D'abord, parlons un peu techno. Plusieurs cinéphiles québécois espéraient pouvoir visionner le plus récent film d'Ang Lee dans la forme «révolutionnaire» que le réalisateur de Life of Pi a choisi d'emprunter. Il n'en est rien. Tourné en 3D, en résolution 4K, avec des prises de vues à 120 images par seconde (comparativement à The Hobbit: 48 images par seconde), Billy Lynn's Long Halftime Walk (Fin de mi-temps pour le soldat Billy Lynn en version française) peut seulement être vu en format 2D au Québec. Et il est sorti presque en catimini, à l'abri du regard des journalistes.

Pareil traitement, fort inhabituel pour un film réalisé par l'un des maîtres du cinéma contemporain (déjà lauréat de deux Oscars de la meilleure réalisation!), s'explique en partie par un accueil fort mitigé lors de la présentation du film en grande primeur mondiale au Festival international du film de New York le mois dernier. La société Sony, qui agit ici à titre de distributeur, a visiblement revu la stratégie de lancement d'un film qui, en principe, aurait dû créer l'événement. Et à qui on promettait déjà une flopée de citations aux Oscars.

La projection en 2D n'ayant pratiquement plus aucun signe distinctif sur le plan technique, l'on ne peut que se concentrer davantage sur le récit. Et c'est là où le bât blesse.

Portant à l'écran le roman du même nom que l'auteur Ben Fountain a publié en 2012, Ang Lee en a confié l'adaptation à Jean-Christophe Castelli. Ce collaborateur du cinéaste, qui a agi à différents titres au fil des ans, signe ici un premier scénario.

Campé en 2005, le récit décrit le grand contraste entre ce qu'un jeune soldat, Billy Lynn (Joe Alwyn, un nouveau venu) a vécu au front en Irak, et les activités de cirque auquel il doit se prêter à son retour à titre de héros national. Une caméra ayant capté un acte courageux, qu'il a effectué en tentant de porter secours à un sergent attaqué par l'ennemi, le soldat est effet devenu une star grâce à cette séquence, diffusée en boucle sur les grands réseaux.

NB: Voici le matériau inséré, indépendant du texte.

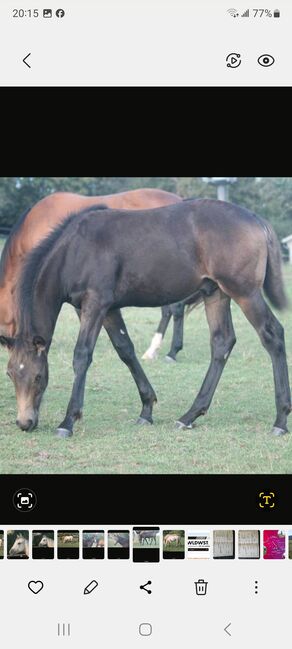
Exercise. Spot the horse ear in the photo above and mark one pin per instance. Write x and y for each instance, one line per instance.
(40, 344)
(6, 341)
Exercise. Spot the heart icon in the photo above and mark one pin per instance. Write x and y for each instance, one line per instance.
(35, 586)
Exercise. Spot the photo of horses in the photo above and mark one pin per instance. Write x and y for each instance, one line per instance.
(118, 542)
(68, 544)
(17, 544)
(43, 544)
(173, 544)
(145, 325)
(93, 544)
(146, 544)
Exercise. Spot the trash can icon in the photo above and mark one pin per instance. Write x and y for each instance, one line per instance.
(201, 587)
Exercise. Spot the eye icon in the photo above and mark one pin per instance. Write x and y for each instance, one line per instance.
(266, 60)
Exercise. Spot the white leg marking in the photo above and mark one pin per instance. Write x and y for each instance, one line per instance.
(156, 343)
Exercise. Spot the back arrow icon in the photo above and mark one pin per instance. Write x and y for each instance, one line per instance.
(24, 60)
(228, 625)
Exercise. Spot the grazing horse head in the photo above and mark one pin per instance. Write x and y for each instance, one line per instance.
(28, 370)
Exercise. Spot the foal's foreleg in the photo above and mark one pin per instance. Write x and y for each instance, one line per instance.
(92, 316)
(157, 339)
(117, 332)
(222, 342)
(272, 337)
(178, 330)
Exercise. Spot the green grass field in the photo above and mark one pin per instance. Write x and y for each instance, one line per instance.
(233, 438)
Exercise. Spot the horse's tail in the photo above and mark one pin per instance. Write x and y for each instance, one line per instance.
(274, 283)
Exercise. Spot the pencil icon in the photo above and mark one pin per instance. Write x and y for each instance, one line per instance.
(90, 587)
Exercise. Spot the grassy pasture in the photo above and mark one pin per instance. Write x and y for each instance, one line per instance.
(232, 438)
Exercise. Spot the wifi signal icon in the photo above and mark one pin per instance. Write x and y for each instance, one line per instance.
(233, 12)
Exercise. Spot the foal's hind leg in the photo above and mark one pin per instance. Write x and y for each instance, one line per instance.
(178, 331)
(157, 339)
(222, 342)
(117, 332)
(272, 337)
(91, 321)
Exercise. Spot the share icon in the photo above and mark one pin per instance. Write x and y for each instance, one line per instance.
(144, 587)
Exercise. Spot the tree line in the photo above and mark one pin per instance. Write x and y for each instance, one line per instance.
(268, 197)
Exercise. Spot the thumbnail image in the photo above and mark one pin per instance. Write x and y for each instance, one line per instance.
(248, 544)
(43, 544)
(199, 544)
(68, 544)
(224, 544)
(146, 544)
(93, 544)
(17, 544)
(173, 544)
(118, 544)
(274, 544)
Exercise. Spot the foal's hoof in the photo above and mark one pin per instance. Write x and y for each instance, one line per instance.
(149, 356)
(169, 359)
(143, 422)
(278, 432)
(64, 433)
(181, 426)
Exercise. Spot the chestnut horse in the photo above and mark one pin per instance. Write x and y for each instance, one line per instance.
(147, 259)
(37, 222)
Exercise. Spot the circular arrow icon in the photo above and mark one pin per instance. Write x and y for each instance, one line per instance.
(233, 60)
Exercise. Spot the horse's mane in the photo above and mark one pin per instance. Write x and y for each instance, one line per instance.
(37, 256)
(6, 250)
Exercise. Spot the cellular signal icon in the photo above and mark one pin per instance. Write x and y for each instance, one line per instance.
(233, 12)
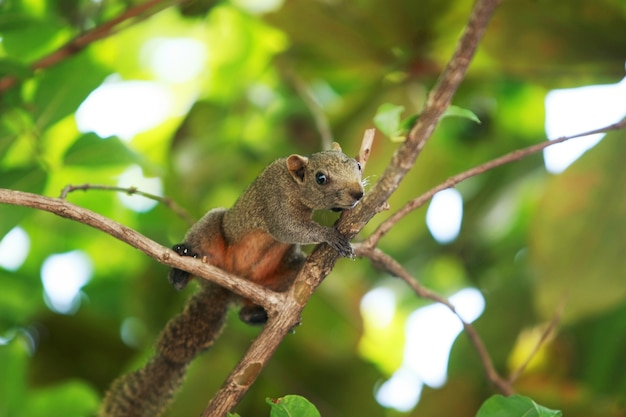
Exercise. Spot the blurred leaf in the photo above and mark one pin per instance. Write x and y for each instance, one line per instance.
(31, 179)
(13, 68)
(292, 406)
(13, 368)
(514, 406)
(456, 111)
(73, 398)
(91, 150)
(60, 91)
(579, 234)
(387, 120)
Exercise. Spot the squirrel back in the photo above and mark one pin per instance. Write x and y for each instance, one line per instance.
(258, 239)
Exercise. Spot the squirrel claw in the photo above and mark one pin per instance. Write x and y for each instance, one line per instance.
(177, 277)
(343, 248)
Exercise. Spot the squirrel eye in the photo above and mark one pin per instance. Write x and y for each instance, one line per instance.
(321, 178)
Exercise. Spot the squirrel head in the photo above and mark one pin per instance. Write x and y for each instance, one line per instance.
(328, 180)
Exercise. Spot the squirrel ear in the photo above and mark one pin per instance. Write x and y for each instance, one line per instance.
(296, 165)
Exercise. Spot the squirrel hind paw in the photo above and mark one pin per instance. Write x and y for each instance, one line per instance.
(178, 278)
(343, 247)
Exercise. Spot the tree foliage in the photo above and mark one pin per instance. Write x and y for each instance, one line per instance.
(266, 85)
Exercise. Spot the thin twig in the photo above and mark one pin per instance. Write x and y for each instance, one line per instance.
(394, 268)
(181, 212)
(438, 101)
(80, 42)
(516, 155)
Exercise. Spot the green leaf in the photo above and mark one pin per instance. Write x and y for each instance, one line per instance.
(73, 398)
(514, 406)
(578, 235)
(387, 120)
(31, 179)
(292, 406)
(90, 150)
(14, 68)
(456, 111)
(60, 91)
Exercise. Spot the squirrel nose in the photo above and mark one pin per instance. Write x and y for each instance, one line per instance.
(357, 195)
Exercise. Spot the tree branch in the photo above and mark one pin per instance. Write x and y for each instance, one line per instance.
(321, 261)
(166, 256)
(181, 212)
(438, 101)
(80, 42)
(516, 155)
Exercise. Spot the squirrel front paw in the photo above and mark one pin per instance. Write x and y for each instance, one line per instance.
(342, 245)
(177, 277)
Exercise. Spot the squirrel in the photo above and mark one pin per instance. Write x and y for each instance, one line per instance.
(258, 239)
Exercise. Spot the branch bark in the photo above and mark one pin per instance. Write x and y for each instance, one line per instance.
(321, 261)
(166, 256)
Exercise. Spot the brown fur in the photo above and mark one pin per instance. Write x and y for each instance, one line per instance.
(258, 239)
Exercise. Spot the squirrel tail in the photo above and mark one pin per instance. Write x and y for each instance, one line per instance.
(147, 391)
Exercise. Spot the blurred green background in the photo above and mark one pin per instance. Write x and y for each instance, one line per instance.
(198, 98)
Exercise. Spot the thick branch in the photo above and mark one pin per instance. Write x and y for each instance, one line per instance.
(516, 155)
(438, 100)
(166, 256)
(321, 261)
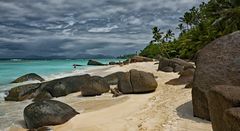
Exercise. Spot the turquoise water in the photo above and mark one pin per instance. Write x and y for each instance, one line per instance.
(12, 69)
(11, 112)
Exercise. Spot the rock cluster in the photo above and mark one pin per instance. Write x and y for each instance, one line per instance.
(217, 63)
(216, 83)
(140, 59)
(136, 81)
(27, 77)
(173, 65)
(89, 85)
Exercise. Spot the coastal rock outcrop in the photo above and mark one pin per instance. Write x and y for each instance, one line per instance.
(96, 85)
(113, 78)
(94, 62)
(124, 83)
(232, 119)
(23, 92)
(116, 92)
(217, 64)
(65, 86)
(175, 65)
(27, 77)
(136, 81)
(222, 100)
(46, 113)
(135, 59)
(43, 95)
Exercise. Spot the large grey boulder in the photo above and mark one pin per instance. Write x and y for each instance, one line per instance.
(23, 92)
(27, 77)
(95, 63)
(173, 65)
(53, 88)
(65, 86)
(220, 99)
(124, 83)
(47, 113)
(217, 64)
(113, 78)
(96, 85)
(136, 81)
(232, 119)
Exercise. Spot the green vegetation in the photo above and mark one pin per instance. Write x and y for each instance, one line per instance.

Avec les camarades de son régiment d'infanterie, Billy a ainsi été rapatrié par l'administration Bush pour parader devant le bon peuple pendant deux semaines. Tout en sachant très bien qu'il retournera au front bientôt afin de poursuivre sa mission.

Une grande hésitation

Le titre fait référence à une participation de Billy, et des camarades de l'escadron qui l'accompagne, au grand spectacle de la mi-temps d'une (fausse) équipe de la NFL, organisé à l'occasion des fêtes de la Thanksgiving. Le groupe Destiny's Child (toujours filmé de dos ou de côté pour créer illusion) en est la vedette. Au cours de ce spectacle à grand déploiement, ponctué de nombreux effets pyrotechniques, des souvenirs traumatisants remontent à la surface et s'immiscent dans la réalité. Le cynisme envers les attitudes complaisantes, et souvent hypocrites, qu'on entretient à son endroit en est d'autant plus attisé. Le sommet est atteint lorsque le propriétaire de l'équipe (Steve Martin) tente de soutirer une entente à rabais pour obtenir le droit de porter l'histoire de Billy et de ses camarades au grand écran.

Le principal écueil de ce film réside sans doute dans l'hésitation apparente d'Ang Lee. On a l'impression que le cinéaste, célébré avec raison pour tant de grands films (The Ice Storm, Tigre et dragon, Brokeback Mountain, sans oublier le plus méconnu - mais formidable - Lust, Caution), craignait de plonger véritablement dans l'aspect satirique du récit. Son film comporte quelques belles scènes (grâce à Garrett Hedlind particulièrement, remarquable dans le rôle d'un sergent), mais l'ensemble manque singulièrement de mordant. Dommage.

* * 1/2

Billy Lynn's Long Halftime Walk (Fin de mi-temps pour le soldat Billy Lynn). Drame d'Ang Lee. Avec Joe Alwyn, Kristen Stewart, Garrett Hedlund. 1h50.